The end of its $5.3 billion deal with Visa means data aggregator Plaid will continue to operate as an independent player in the financial services space, a sector that has seen dramatic fintech growth in the months that followed the initial announcement of the tie-up in January 2020.
While the scrapped deal could be seen as a setback for the startup, Plaid said it sees opportunity instead.
"The opportunity for Plaid and for fintech generally, is so much bigger coming into the first week of January 2021 than it appeared at the start of 2020," said John Pitts, Plaid's head of policy. "We've got the opportunity to go independent, and we're really excited about that."
The news of the mutual termination of the acquisition last week came almost a year after the two companies first announced the planned tie-up.
The deal, which kicked off a year that saw several other major fintech acquisitions, became the target of a lawsuit by the Department of Justice (DOJ) in November, after the department claimed the acquisition would have stifled competition in the payments sector.
Following the termination, Visa said it was confident it would have won the litigation, while Plaid CEO Zach Perret expressed disappointment with the delay caused by the DOJ's suit.
"The DOJ timelines are much slower than anyone anticipated," he told The Wall Street Journal. "The reality of leaving our business in a multiyear review ... is not in the best interests of our customers."
The two companies' decision to abandon the deal means Plaid will remain independent in a sector that looks significantly different from what it was 12 months ago, thanks to the coronavirus pandemic.
"The amount of consumer adoption of fintech that we saw over the pandemic was dramatically higher than anything we had seen during the previous five years of existence. We see that as very likely to continue accelerating even coming out of the pandemic," Pitts said. "Plaid has a very optimistic take on what our opportunity looks like as an independent company that's at the core of that growth, and the core of the consumer demand for financial services in the future."
Plaid's customer base grew by about 60% in the past year as more people have gone digital amid the pandemic, a Plaid spokesperson told Barron's last week.
Plaid's biggest priority now will be working with the startup's more than 11,000 bank and financial institution partners and executing an ambitious application programming interface (API) strategy, Pitts said.
Plaid, which connects fintech apps such as Venmo, Chime and TransferWise to customers' bank accounts, is committing to having 75% of its traffic dedicated to APIs by the end of 2021, a project Pitts called an "immense challenge" and "the single most important thing that we can do."
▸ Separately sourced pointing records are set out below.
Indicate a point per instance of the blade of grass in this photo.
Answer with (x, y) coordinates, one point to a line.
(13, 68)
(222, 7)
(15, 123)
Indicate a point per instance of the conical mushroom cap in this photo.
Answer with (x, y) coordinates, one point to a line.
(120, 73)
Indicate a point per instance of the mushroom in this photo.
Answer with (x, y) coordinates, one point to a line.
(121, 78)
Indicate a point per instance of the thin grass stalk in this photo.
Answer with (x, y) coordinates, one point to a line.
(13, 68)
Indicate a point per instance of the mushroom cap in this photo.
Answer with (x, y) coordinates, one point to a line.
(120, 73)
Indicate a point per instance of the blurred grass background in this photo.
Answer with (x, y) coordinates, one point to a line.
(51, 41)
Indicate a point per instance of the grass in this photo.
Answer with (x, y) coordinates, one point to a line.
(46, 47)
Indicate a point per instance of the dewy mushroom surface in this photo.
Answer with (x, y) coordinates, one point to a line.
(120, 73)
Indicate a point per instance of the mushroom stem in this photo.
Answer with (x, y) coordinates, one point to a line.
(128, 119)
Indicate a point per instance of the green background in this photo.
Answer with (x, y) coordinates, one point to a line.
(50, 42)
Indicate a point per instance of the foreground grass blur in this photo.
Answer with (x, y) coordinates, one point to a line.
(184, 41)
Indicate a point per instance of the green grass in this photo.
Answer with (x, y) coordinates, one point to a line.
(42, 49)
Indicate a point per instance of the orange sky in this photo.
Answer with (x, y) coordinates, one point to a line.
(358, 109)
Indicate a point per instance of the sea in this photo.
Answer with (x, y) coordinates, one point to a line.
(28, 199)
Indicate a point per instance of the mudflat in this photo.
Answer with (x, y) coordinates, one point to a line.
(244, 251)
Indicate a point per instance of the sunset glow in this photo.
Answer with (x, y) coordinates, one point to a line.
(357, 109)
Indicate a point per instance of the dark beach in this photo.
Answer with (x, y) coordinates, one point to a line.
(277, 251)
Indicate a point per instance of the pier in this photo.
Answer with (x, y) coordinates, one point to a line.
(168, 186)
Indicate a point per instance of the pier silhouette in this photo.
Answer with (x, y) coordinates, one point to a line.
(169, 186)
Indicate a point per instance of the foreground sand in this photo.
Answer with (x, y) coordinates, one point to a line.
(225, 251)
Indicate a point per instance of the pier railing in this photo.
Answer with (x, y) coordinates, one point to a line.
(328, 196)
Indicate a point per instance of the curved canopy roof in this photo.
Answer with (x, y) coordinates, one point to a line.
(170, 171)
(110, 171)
"In terms of the bank-aggregator-fintech relationship and shape of open finance, that's a tectonic shift in the core infrastructure layer, and it's one that Plaid is driving," he said.
The company announced in May it was launching an API platform called Plaid Exchange, a product the startup said will help smaller financial institutions compete with the likes of Wall Street banks.
The platform is an effort to help smaller institutions keep up with larger players by moving them away from credential sharing, a practice that has been the subject of privacy concerns among banks when it comes to partnering with data aggregators.
The company is also turning its focus international, with plans to more than double its European workforce in 2021, according to CNBC.
Plaid, which recently added U.K. fintechs Curve and Cleo to its European client list, plans to increase its European employee headcount from 40 to 100 by the end of the year.